Two women take photos in front of the entrance sign at Facebook's headquarters in Menlo Park, California
05/12/2025
3 min

In a country like Spain, with a deficit close to 3% of GDP and a debt that breaks all records, it is relevant to know that the tax losses resulting from tax avoidance were... almost 30 billion euros Between 2016 and 2021. And yes, this period includes when we were buying face masks and thousands of people were on furlough. So, we know the total amount of tax avoidance, but not the identity of the multinational corporations responsible. Why don't we know? Because of political pressure from these same companies, the complicity of some politicians, and the acquiescence of others.

Let's be clear: tax avoidance isn't illegal, but it generates social unrest. It consists of exploiting every loophole to reduce the amount of taxes owed. This is mainly done by registering income in low-tax countries, but also by lobbying to obtain—and take advantage of—all kinds of deductions, exemptions, and subsidies. Tax avoidance works based on attributes such as opacity, complexity, and non-cooperation. It's a well-known fact that those with the most power are the ones who take advantage. The problem with these practices is that they break the social contract and create resentment among those who don't have the same resources as before: small and medium-sized enterprises and the self-employed—now actively demanding an improvement in their situation—who feel squeezed by bureaucracy and taxes.

The fight against tax avoidance has long been waged on two fronts: establishing a global minimum tax of 15% and improving transparency. Although I anticipate that in the current context of increasing deglobalization and protectionism, these measures won't advance quickly, let's examine their status.

On the one hand, the global minimum tax, promoted by the OECD, aims to set a 15% tax rate for companies with a turnover exceeding €750 million in as many countries as possible. This measure would curb the tax race between states to see who can offer the lowest taxes. A competition that, incidentally, rarely works out well in the long run. In this respect, the European Union already did its homework in 2022, when it approved a directive guaranteeing that multinationals pay at least 15% in taxes in every country where they operate. Member states were required to transpose it into force within a year—with some exceptions—to give companies time to adapt. All have done so. But it doesn't all end with the corporate tax. In a scene from the wonderful series The diplomat A conversation between the Irish Prime Minister and a tech company that will no longer benefit from the country's low taxes as a result of this change appears as an aside. The politician proposes creating a tailor-made subsidy for this company's activities. It's fiction, but worth considering.

On another note, the Tax Justice Network proposes lifting the government ban on publishing the names of companies that use these practices. Their hypothesis is that simply making the names public would reduce the practice. According to their estimate, Spain could collect 1.6% of its healthcare spending, which is not insignificant.

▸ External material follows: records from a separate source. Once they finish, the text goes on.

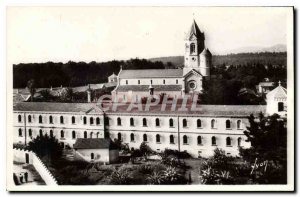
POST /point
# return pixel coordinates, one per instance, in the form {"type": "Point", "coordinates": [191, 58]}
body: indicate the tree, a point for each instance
{"type": "Point", "coordinates": [32, 88]}
{"type": "Point", "coordinates": [268, 137]}
{"type": "Point", "coordinates": [46, 147]}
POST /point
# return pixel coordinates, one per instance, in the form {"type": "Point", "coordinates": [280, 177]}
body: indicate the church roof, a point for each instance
{"type": "Point", "coordinates": [150, 73]}
{"type": "Point", "coordinates": [143, 88]}
{"type": "Point", "coordinates": [205, 110]}
{"type": "Point", "coordinates": [94, 143]}
{"type": "Point", "coordinates": [194, 30]}
{"type": "Point", "coordinates": [279, 92]}
{"type": "Point", "coordinates": [112, 76]}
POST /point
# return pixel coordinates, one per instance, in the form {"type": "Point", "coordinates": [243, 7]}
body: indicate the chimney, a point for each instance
{"type": "Point", "coordinates": [89, 96]}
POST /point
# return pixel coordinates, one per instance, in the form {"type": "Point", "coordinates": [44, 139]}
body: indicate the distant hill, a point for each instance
{"type": "Point", "coordinates": [256, 49]}
{"type": "Point", "coordinates": [274, 58]}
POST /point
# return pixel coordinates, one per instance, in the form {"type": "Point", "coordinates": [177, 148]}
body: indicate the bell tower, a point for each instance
{"type": "Point", "coordinates": [194, 45]}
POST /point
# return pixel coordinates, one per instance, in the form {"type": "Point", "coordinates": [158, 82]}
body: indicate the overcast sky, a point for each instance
{"type": "Point", "coordinates": [60, 34]}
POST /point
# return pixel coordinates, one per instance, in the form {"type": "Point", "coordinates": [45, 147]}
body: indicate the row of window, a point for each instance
{"type": "Point", "coordinates": [145, 124]}
{"type": "Point", "coordinates": [184, 138]}
{"type": "Point", "coordinates": [62, 134]}
{"type": "Point", "coordinates": [151, 81]}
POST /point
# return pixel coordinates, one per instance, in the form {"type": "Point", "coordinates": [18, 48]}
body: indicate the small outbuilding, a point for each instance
{"type": "Point", "coordinates": [96, 150]}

The country with the most decisive policy in this regard is Australia. At the end of last year, it passed legislation requiring multinational companies operating within its borders to break down information by country regarding taxes, profits, and number of employees. This allows for determining whether the level of activity in each country is aligned with the taxes paid. It includes reporting on traditional tax havens, such as Switzerland and Singapore, which, it must be acknowledged, have taken small steps toward a partial implementation of a global minimum tax.

This increase in transparency is driven by the conviction that the measure will recover millions of lost public funds. The premise is that companies do not want to be exposed for engaging in questionable tax practices (remember that this is not illegal and, therefore, could not be prosecuted). It is purely a matter of reputation and image. And it seems that reputation is indeed important, because American multinationals have asked President Donald Trump to pressure the Australian Prime Minister to repeal this legislation. It's curious how some of the affected companies, like Facebook or Apple, which have access to a huge amount of our data, aren't so keen to return the favor with their own data.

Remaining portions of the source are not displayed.